The liquor churned in William’s stomach now, but he stepped up to the microphone, avoiding eye contact at all costs. He knew the song inside and out, like he knew his own soul. He would have known it that intimately even if he hadn’t practiced it for weeks.

“This song is called Copper Thread ,” he mumbled into the microphone.

The shouts of the audience reached his ears: “What?!” “We can’t hear you!”

Ignoring them, he strummed the intro. Tittering drifted up from the audience, but it subsided the moment the melody unfurled from his fingertips.

His voice cracked at the beginning – just as it had when he sang Wish You Were Here to Julia. But now, as then, it quickly gained strength, and midway through the song, he felt confident enough to glance up .

He locked eyes with Haze.

She was smiling, in her usual restrained way. He quickly turned his eyes back down to the stage floor, or up to the ceiling.

The bar had grown remarkably quiet, so he glanced up again. Just long enough to see every eye in the room riveted to him. Especially, he couldn’t help but notice, the eyes of the women.

When he strummed the final chord and stepped back from the microphone, a heart-stopping second of brief silence ensued, followed by an eruption of applause and cheers. He allowed himself one final glance up, and locked eyes again with Haze. Her face flushed red as she clapped vigorously, and the corners of her eyes crinkled as she smiled wider than ever.

It was all wrong.

Here he stood before his current “friend with benefits,” serenading the incandescent torch he still carried for Julia – for her smile, and her hair, and her nipples , for fuck’s sake. It didn’t matter that neither Haze, nor anyone else in the audience, understood the metaphorical lyrics. The glow in her eyes as she looked at him drove it all home – she was all wrong; the whole thing was all wrong. And he was a consummate dickhead.

“REDEEM THAT RAIN CHECK, MAYBE?”

The next morning, after leaving Haze’s house, William drove straight to the jewelry store on Taraval.

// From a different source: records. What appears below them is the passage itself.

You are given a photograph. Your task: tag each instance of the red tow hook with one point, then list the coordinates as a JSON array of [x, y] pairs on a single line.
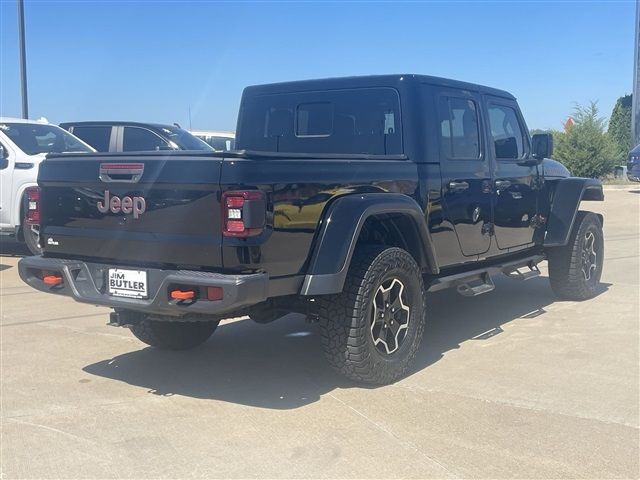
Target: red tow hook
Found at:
[[52, 280], [182, 295]]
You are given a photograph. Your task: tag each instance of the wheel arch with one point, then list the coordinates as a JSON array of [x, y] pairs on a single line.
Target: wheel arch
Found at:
[[567, 195], [351, 219]]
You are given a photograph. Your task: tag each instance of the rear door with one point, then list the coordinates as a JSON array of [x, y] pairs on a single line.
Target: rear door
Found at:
[[514, 186], [466, 172], [144, 209]]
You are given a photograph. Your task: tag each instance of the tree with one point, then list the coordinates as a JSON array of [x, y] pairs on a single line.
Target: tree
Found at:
[[585, 148], [620, 126]]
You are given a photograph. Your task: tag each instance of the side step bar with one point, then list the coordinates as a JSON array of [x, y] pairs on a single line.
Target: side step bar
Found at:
[[477, 282], [476, 286], [518, 274]]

“Ahhhh!” Michelle’s mother said like always, beaming at him when he swung open the front door. Then, immediately, she shouted back into the interior of the store: “Michelle!”

Michelle emerged and, as before, stopped short when she saw him. But then her mouth curled into an involuntary smile, and she sauntered casually to the counter.

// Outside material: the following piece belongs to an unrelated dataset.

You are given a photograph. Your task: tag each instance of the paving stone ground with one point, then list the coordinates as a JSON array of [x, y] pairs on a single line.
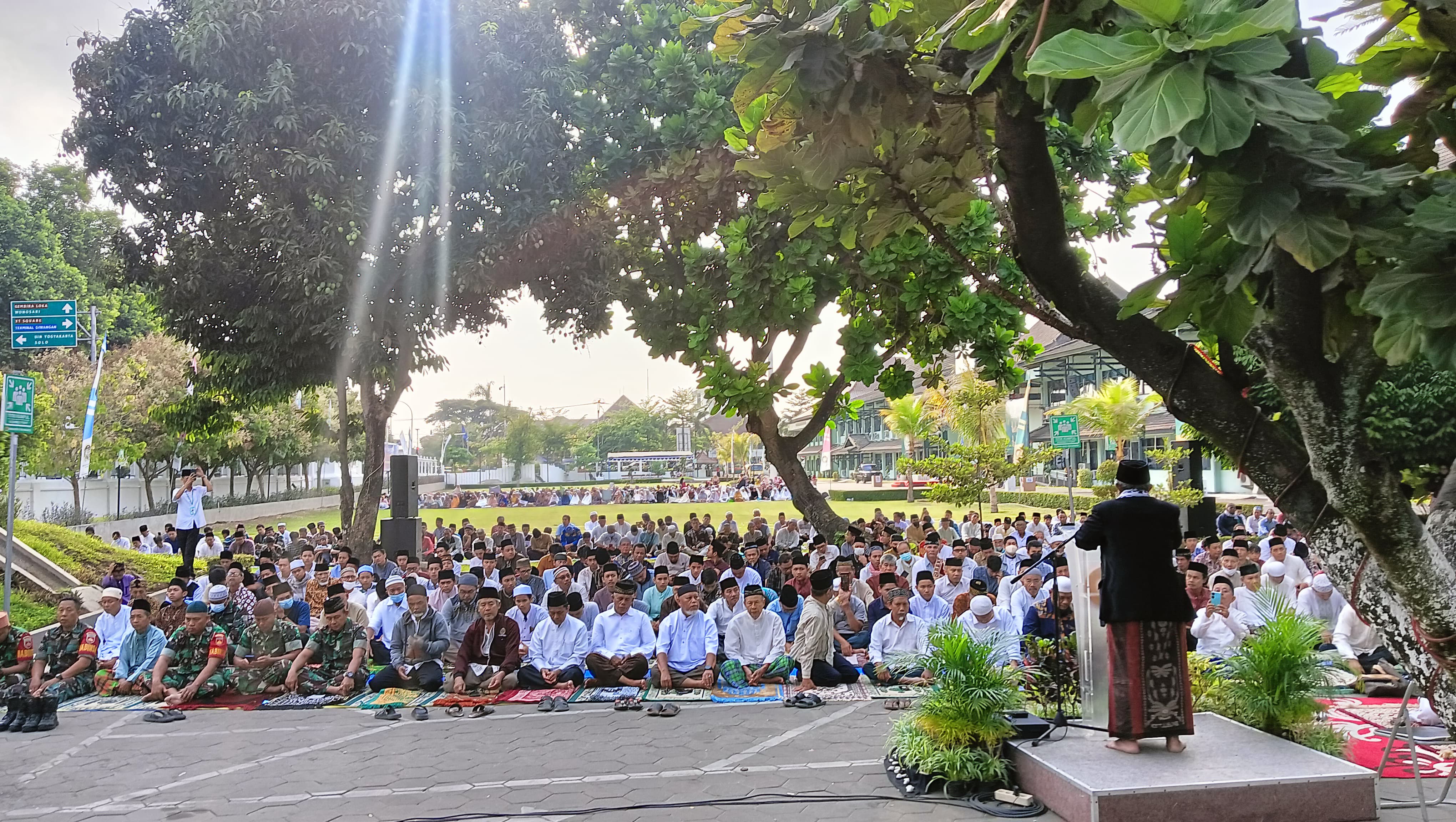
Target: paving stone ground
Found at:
[[319, 766]]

“William!” She had tucked a flowy, gold-colored silk blouse into a black pencil skirt. His eyes traced the line of her legs past the skirt’s hem, to the sheer back-seam hose and red pumps. She was petite – at least a foot shorter than him, maybe even shorter. “What brings you back here? Another sister?”

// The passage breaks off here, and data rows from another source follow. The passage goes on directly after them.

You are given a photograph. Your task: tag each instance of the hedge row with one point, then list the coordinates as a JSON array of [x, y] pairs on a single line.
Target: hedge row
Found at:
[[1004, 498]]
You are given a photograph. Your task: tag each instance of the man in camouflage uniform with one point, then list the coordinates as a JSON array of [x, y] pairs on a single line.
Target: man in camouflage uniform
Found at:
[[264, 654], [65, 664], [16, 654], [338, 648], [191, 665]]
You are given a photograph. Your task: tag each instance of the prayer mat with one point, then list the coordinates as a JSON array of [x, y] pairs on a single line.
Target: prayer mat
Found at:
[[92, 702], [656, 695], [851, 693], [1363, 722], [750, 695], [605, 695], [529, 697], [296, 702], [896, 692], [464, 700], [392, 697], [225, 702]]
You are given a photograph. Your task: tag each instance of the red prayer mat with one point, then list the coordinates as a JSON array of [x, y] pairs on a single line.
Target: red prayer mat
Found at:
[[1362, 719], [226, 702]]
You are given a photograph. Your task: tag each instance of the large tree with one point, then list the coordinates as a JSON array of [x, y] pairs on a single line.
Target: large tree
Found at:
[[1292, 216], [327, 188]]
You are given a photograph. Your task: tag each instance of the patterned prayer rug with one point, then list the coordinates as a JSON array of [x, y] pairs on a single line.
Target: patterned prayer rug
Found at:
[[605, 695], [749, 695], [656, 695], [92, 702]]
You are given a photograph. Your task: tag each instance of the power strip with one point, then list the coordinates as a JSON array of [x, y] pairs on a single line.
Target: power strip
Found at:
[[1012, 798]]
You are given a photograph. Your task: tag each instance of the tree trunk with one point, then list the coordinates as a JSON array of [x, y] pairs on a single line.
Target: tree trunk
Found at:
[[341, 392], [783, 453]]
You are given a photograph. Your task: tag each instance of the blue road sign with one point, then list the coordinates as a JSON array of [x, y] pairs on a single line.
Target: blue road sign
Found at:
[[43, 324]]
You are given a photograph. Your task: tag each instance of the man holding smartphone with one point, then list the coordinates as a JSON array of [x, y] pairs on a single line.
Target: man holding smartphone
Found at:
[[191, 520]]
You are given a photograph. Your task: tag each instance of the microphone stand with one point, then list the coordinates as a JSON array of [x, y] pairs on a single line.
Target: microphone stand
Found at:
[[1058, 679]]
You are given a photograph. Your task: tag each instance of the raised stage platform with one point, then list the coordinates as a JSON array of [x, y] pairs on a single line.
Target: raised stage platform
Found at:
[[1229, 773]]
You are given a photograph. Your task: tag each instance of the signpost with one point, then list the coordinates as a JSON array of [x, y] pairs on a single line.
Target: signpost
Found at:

“Actually,” he said, reaching into the interior pocket of his jacket and pulling out the black necklace box, “I’m here to return the one I bought the other day.”

“Oh,” she said, her smile widening even further. “It didn’t work out?”

He said nothing; he only smiled back as flirtatiously as he knew how, and hoped it didn’t look as awkward as it felt. After handing her the necklace box, he retrieved the receipt from his wallet, and her smile faded somewhat.

“I saved your phone number,” he said.

Her coy grin returned, and she held his gaze a moment before turning to process his refund. The cash register popped open, and she counted out the bills into his hand.

He doubted the wisdom of what he was about to do, and did it anyway.

“Can I make it up to you?” he ventured, holding up the cash. “Redeem that rain check, maybe?”